Elementary teachers and the Thunder Bay Catholic District School Board have failed to reach a settlement during two days of mediated talks this week.
“We are extremely frustrated,” Aldo Grillo, president of the Thunder Bay Elementary Unit of the Ontario English Catholic Teachers’ Association (OECTA), said Thursday. “We have been bargaining this contract since the fall of 2015 and to have it break down at this stage shows a total lack of respect for the teachers.”
The Thunder Bay Catholic Elementary Teachers have been in a legal strike position since last June. Teachers have now advised the board that they will be escalating their sanctions and start rotating strikes. The school board has said it will lock out teachers rather than subject students to rotating strikes which it says will present safety issues.

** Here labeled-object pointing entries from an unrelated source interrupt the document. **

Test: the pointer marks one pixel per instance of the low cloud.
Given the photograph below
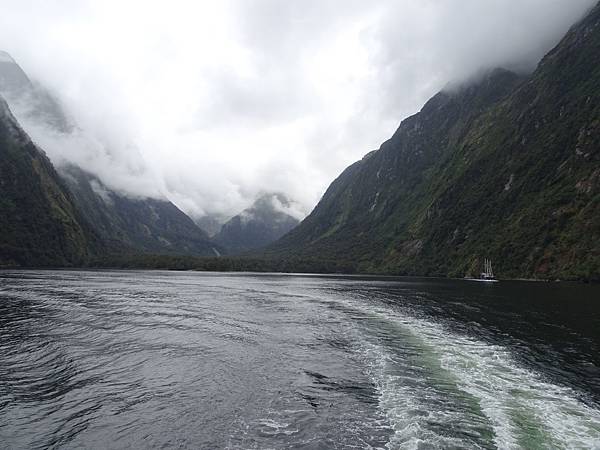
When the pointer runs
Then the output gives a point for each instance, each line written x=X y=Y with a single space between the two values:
x=212 y=103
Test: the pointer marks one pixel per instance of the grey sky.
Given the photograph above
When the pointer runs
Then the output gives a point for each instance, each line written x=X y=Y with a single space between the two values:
x=210 y=103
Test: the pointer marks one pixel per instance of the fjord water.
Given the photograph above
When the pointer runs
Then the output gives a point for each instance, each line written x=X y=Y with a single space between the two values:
x=143 y=359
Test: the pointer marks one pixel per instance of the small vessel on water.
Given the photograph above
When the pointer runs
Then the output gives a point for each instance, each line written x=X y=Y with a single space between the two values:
x=488 y=273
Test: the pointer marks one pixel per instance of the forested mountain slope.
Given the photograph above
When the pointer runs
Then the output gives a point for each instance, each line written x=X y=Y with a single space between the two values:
x=503 y=167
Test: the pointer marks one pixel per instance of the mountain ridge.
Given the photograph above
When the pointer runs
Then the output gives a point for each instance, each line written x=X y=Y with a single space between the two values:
x=513 y=177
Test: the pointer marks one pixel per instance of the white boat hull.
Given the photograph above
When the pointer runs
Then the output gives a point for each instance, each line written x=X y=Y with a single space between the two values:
x=482 y=280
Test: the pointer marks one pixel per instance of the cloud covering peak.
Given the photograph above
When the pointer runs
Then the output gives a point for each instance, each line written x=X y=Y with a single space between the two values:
x=211 y=103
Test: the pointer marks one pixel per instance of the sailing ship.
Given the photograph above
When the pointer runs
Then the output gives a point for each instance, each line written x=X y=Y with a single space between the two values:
x=488 y=273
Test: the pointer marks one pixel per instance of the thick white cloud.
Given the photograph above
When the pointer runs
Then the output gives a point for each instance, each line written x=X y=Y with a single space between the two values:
x=211 y=103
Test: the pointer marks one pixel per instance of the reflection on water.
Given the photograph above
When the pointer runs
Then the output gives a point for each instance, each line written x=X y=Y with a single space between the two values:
x=162 y=359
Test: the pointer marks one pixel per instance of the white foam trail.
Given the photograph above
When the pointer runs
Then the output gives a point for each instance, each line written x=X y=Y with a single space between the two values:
x=522 y=408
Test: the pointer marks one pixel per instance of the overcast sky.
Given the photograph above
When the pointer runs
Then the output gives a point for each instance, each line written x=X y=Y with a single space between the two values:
x=211 y=103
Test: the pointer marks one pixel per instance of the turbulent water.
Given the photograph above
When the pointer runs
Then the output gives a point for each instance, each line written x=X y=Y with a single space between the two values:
x=194 y=360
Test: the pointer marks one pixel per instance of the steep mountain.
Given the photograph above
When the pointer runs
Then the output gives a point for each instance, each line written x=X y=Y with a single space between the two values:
x=143 y=224
x=211 y=224
x=39 y=223
x=31 y=100
x=261 y=224
x=124 y=222
x=502 y=167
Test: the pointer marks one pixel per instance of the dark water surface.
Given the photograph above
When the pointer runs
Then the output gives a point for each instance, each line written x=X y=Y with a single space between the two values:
x=194 y=360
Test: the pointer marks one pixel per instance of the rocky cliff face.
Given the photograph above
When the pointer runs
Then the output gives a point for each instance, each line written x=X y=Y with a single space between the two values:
x=505 y=168
x=130 y=224
x=124 y=223
x=39 y=223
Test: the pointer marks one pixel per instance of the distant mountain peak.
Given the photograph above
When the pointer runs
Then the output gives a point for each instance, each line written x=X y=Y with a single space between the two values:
x=271 y=216
x=6 y=58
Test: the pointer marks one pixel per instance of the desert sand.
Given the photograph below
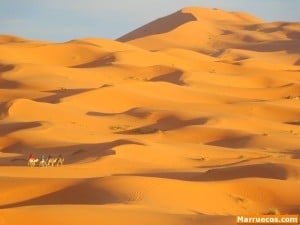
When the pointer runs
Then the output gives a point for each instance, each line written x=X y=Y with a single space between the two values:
x=191 y=119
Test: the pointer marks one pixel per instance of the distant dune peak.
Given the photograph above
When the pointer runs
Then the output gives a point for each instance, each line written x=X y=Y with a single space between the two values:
x=161 y=25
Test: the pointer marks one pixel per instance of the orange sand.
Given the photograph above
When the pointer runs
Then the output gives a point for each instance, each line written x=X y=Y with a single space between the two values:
x=191 y=119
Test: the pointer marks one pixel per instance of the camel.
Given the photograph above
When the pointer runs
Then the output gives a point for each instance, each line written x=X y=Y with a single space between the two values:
x=32 y=162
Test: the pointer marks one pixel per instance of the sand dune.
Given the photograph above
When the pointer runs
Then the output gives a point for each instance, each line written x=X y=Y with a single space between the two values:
x=198 y=107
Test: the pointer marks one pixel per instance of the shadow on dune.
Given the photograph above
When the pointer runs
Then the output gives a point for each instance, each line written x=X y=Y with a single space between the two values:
x=61 y=93
x=165 y=124
x=233 y=163
x=173 y=77
x=13 y=127
x=86 y=192
x=159 y=26
x=268 y=170
x=105 y=61
x=7 y=84
x=236 y=142
x=290 y=46
x=72 y=153
x=135 y=112
x=293 y=123
x=5 y=68
x=295 y=154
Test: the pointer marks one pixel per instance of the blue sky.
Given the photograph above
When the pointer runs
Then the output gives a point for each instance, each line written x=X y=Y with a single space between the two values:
x=62 y=20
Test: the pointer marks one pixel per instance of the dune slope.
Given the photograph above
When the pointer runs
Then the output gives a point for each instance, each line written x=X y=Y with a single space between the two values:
x=191 y=119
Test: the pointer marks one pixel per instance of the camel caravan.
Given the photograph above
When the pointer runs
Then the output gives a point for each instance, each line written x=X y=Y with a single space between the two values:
x=42 y=162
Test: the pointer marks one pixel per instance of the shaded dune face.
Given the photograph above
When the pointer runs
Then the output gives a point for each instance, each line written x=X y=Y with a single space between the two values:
x=160 y=26
x=198 y=107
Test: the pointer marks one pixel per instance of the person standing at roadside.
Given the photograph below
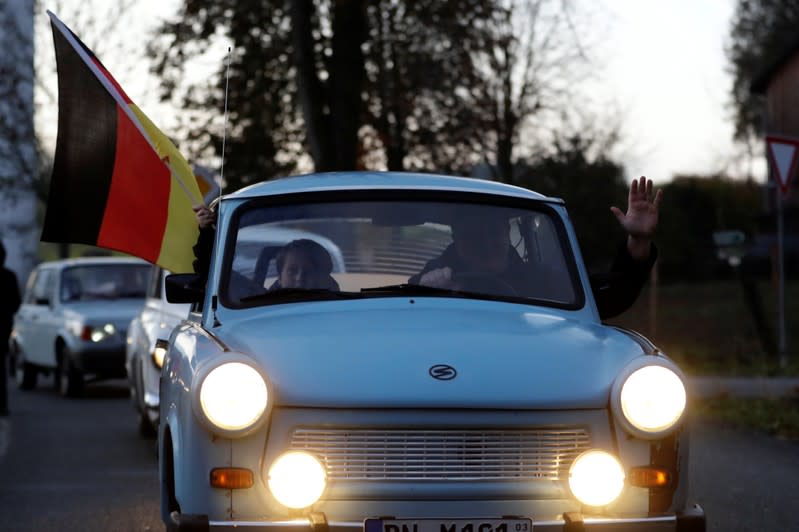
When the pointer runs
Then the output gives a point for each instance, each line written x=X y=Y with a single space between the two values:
x=9 y=303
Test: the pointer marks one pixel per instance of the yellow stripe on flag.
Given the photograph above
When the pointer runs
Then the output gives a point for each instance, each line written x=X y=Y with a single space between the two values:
x=181 y=231
x=171 y=156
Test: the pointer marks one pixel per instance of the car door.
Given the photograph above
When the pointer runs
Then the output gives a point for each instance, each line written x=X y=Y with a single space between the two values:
x=39 y=342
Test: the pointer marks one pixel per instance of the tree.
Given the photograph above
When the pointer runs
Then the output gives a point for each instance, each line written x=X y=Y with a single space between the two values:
x=760 y=34
x=578 y=170
x=694 y=207
x=352 y=84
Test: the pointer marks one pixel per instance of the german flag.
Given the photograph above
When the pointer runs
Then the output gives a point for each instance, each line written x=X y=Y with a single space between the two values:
x=118 y=182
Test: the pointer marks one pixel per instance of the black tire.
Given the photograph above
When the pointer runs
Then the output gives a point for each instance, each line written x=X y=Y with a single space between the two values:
x=70 y=378
x=24 y=372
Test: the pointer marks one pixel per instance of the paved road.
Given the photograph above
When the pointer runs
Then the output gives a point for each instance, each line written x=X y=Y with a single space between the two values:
x=79 y=465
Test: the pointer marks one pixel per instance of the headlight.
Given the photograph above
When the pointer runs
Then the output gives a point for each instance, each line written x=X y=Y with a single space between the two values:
x=95 y=333
x=159 y=353
x=297 y=479
x=649 y=399
x=596 y=478
x=232 y=397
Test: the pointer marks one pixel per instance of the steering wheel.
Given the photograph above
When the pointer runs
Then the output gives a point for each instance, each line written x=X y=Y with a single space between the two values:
x=483 y=282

Teachers also said Thursday that they will provide the board with 24 hours notice before moving to a full withdrawal of service at any school.
The union says that there are no monetary items to be negotiated locally. The key issue has been the criteria used for the internal movement of teachers already employed by the board.
"The board continues to refuse to provide the same kind of staffing criteria that is already in place in 15 or more Catholic School boards in the province or for other employee groups in this board," the teachers say.
“It is shame that something like this is going to disrupt the education of the students,” said Grillo.
For its part, the board issued a statement later Thursday morning saying it is unfortunate the two sides have reached an impasse.
While the board says it has reached agreement on a number of items that fall within the scope of local school board collective bargaining, the one topic that remains unresolved is "the board’s ability to choose teachers to fill vacancies who have all the reasonable experiences and relevant criteria to best serve our students. The board believes that the best schools are those where the teachers and staff are best able to respond to the unique needs of the school community."
The board says it takes great care in assigning teachers to schools, "and this is one of the reasons why we are amongst the top school boards in the province.
"In order to ensure the very best school experience for students, the board has proposed a process to fill vacant teaching positions that would allow us to consider reasonably related criteria based on teaching experience and other experiences as long as it’s reasonably related, and the needs of the entire system of 18 schools.
“The union’s bargaining committee unfortunately does not share our views," the board statement continues, "and is continuing to seek to limit our ability in this area. This, despite the fact, that it was agreed to adopt a new decision-making process involving senior staff and despite that the collective agreement provides the union the right to challenge the board’s application of the process.”
In a letter to parents last month, the board said it will not agree to terms that hinder its ability to best serve its students.
The board’s release goes on to say that the union’s bargaining committee has made it clear that teachers will commence rotating strikes in short order.
“The safety of students is our top priority, one which cannot be ensured under rotating OECTA strikes. (So) after careful and difficult consideration, the board has determined that in order ensure the safety of our students; the board will have no choice but lock out the teachers following any rotating strike.
“It is the board’s hope that a negotiated settlement is reached prior to any labour disruption and remains available to meet with the union,” the release said.
The Thunder Bay Elementary Unit of OECTA represents approximately 380 members in 18 Catholic elementary schools in the City of Thunder Bay and the Thunder Bay board’s largest workgroup.